Abstract
This paper presents a learning-based generalized dynamic predictive control (GDPC) approach for a permanent magnet synchronous motor (PMSM) position servo system, aiming to achieve intelligent and fine-grained operation under uncertain environments. Considering the limitations of the human-configured generalized predictive control (GPC) scheme with the fixed horizon to cope with diverse operating conditions, the investigated strategy further integrates a deep reinforcement learning (DRL)-based horizon online-updating mechanism. In particular, an extended state observer (ESO) is first constructed for the estimation of lumped disturbance to modify the deviation of the prediction model. The analytical solution of the benchmark GPC algorithm is then obtained by solving an optimization problem of the designed performance index. To optimize the prediction horizon of GPC, a DRL agent is then trained offline. Real-time horizon adjustment is finally implemented on an experimental setup that combines a digital signal processor (DSP) and a Beckhoff controller. A series of simulations and experiments validate the efficacy of the proposed control approach. The proposed GDPC method utilizes a deep deterministic policy gradient (DDPG) algorithm to optimize the prediction horizon in real time, achieving improved control performance under varying operating conditions.
Keywords
Introduction
Permanent magnet synchronous motors (PMSMs) play a crucial role as primary components in numerous industrial applications, demanding precise and rapid position servo response to fulfill accuracy and speed prerequisites (Ding et al., 2023; Wang et al., 2025; Xu et al., 2024). The distinct advantage of PMSMs lies in their remarkable control capabilities across a range of applications. However, widespread utilization of PMSMs presents substantial challenges in achieving high-performance control standards, which primarily attributed to uncertainties stemming from parameter perturbations, friction torque, external disturbances, and variations in different operating conditions (Mandra et al., 2019; Tian et al., 2022).

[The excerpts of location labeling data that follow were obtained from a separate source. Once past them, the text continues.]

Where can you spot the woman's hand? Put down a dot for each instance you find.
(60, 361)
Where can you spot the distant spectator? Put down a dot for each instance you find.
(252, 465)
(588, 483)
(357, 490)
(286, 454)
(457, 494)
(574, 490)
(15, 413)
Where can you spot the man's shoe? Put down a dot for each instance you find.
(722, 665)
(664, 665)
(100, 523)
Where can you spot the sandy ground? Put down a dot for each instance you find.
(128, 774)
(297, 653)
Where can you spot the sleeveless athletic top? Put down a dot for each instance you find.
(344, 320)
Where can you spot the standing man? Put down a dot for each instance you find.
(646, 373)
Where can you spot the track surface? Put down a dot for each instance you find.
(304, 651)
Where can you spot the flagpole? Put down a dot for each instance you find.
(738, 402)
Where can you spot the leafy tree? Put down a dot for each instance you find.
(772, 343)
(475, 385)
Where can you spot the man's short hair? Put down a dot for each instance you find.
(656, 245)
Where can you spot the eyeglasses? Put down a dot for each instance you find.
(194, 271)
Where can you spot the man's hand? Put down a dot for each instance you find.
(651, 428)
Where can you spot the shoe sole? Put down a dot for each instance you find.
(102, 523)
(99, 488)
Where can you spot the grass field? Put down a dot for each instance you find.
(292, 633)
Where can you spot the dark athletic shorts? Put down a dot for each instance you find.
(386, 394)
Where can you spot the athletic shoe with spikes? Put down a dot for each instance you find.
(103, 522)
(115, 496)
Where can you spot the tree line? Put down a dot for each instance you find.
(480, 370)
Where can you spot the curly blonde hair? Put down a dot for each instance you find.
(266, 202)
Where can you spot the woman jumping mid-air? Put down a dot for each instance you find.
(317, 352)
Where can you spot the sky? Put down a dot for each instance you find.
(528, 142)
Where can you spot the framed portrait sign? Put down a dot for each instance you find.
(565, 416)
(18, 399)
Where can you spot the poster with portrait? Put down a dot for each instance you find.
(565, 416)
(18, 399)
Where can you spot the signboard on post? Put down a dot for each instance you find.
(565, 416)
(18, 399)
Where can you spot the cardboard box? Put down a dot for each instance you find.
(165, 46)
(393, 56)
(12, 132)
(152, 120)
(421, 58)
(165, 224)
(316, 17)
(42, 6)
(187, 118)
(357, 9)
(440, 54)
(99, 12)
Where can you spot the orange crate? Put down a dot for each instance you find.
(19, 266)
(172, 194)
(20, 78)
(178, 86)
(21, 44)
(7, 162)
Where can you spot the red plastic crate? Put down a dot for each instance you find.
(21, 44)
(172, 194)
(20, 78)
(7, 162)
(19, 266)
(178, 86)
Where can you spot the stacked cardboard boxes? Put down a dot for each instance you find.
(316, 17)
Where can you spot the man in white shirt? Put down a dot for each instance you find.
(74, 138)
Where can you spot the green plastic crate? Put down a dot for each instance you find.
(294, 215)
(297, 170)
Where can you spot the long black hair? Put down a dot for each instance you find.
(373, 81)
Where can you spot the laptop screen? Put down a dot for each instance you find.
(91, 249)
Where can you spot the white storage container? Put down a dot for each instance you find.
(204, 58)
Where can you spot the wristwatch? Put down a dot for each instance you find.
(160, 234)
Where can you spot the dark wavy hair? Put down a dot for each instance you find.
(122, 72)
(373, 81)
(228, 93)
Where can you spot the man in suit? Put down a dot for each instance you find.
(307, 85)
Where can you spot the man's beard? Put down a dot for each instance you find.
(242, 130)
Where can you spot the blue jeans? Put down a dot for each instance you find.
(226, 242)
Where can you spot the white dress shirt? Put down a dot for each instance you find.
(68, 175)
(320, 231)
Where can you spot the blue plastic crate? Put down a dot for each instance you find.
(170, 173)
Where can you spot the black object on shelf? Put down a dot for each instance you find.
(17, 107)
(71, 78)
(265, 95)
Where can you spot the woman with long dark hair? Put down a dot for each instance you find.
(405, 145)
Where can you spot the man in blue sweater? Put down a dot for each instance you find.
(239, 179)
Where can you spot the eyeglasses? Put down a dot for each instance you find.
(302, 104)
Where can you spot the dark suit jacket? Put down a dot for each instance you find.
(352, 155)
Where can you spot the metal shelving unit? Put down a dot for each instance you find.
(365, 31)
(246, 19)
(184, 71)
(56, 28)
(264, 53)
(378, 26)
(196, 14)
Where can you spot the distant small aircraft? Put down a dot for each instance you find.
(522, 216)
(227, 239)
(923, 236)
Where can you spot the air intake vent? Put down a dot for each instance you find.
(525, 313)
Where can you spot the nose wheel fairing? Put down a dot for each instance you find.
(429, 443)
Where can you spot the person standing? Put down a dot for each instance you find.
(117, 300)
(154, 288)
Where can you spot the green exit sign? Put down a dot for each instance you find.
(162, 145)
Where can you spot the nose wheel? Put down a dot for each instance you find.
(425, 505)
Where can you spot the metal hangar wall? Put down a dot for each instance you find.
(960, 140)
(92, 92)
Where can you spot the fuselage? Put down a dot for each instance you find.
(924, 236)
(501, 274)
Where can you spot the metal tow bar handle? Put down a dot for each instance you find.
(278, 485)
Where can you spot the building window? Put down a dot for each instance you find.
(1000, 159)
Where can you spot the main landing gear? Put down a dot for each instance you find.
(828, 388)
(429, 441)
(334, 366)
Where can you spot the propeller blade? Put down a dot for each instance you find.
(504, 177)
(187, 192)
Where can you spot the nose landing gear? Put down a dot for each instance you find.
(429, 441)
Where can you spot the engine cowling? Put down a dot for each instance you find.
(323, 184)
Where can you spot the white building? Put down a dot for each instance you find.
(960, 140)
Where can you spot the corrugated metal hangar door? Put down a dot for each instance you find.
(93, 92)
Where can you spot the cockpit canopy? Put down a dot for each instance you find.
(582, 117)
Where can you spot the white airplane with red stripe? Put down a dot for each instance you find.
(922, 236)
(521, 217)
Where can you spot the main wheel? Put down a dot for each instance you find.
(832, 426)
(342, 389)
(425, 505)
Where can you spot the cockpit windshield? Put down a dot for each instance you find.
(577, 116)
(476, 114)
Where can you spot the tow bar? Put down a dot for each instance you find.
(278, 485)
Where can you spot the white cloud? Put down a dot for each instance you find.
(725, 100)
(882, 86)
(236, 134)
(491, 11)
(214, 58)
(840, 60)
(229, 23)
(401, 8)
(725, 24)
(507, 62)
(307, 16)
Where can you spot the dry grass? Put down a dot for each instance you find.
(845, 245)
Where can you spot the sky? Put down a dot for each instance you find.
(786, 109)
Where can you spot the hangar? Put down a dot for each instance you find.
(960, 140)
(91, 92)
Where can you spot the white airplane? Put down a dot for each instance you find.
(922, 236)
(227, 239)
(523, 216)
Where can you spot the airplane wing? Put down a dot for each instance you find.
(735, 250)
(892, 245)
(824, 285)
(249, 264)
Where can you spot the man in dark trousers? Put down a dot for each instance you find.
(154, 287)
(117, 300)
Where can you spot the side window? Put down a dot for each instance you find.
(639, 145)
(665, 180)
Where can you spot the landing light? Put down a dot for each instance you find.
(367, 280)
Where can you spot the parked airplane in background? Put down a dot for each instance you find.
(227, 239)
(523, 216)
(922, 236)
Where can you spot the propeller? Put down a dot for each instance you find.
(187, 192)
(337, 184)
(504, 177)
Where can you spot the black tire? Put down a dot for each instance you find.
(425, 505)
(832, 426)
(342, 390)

Nowadays, conventional linear control strategies have been extensively employed in motion control systems. However, their capability to meet the precision and adaptability demands of modern industrial applications is often deemed insufficient. This is due to the complexities of PMSMs, which are often characterized by nonlinear behaviors and uncertainties, hindering the establishment of precise models required for traditional control techniques. Consequently, various nonlinear control theories such as model predictive control (MPC) (Cao et al., 2024; Jia et al., 2024; Zhang et al., 2025), active disturbance rejection control (ADRC) (Hou et al., 2023; Yang et al., 2025; Zuo et al., 2021), and sliding mode control (SMC) (Yue et al., 2023; Zhang et al., 2021) have been thoroughly investigated and successfully implemented to the high-performance PMSM control applications. Among these approaches, MPC stands out for its real-time optimization capability, making it a promising method to tackle nonlinear and complex systems while effectively managing multiple constraints (Belda and Vosmik, 2016; Song et al., 2023).
Generalized predictive control (GPC) is considered notable because it effectively handles system constraints and exhibits high robustness by employing a continuous-time model, which avoids the performance degradation associated with sampling period selection in traditional discrete MPC (Yang et al., 2015; Zheng et al., 2021). We analyze how ADRC and SMC focus on disturbance rejection, while GPC provides a more systematic optimization framework for position servo tasks. Deep reinforcement learning (DRL) refers to a class of machine learning algorithms where an agent learns to make decisions by interacting with an environment to maximize cumulative rewards. DRL is employed in this work because it can autonomously learn optimal control policies without requiring explicit system models, making it suitable for complex, nonlinear systems like PMSM drives.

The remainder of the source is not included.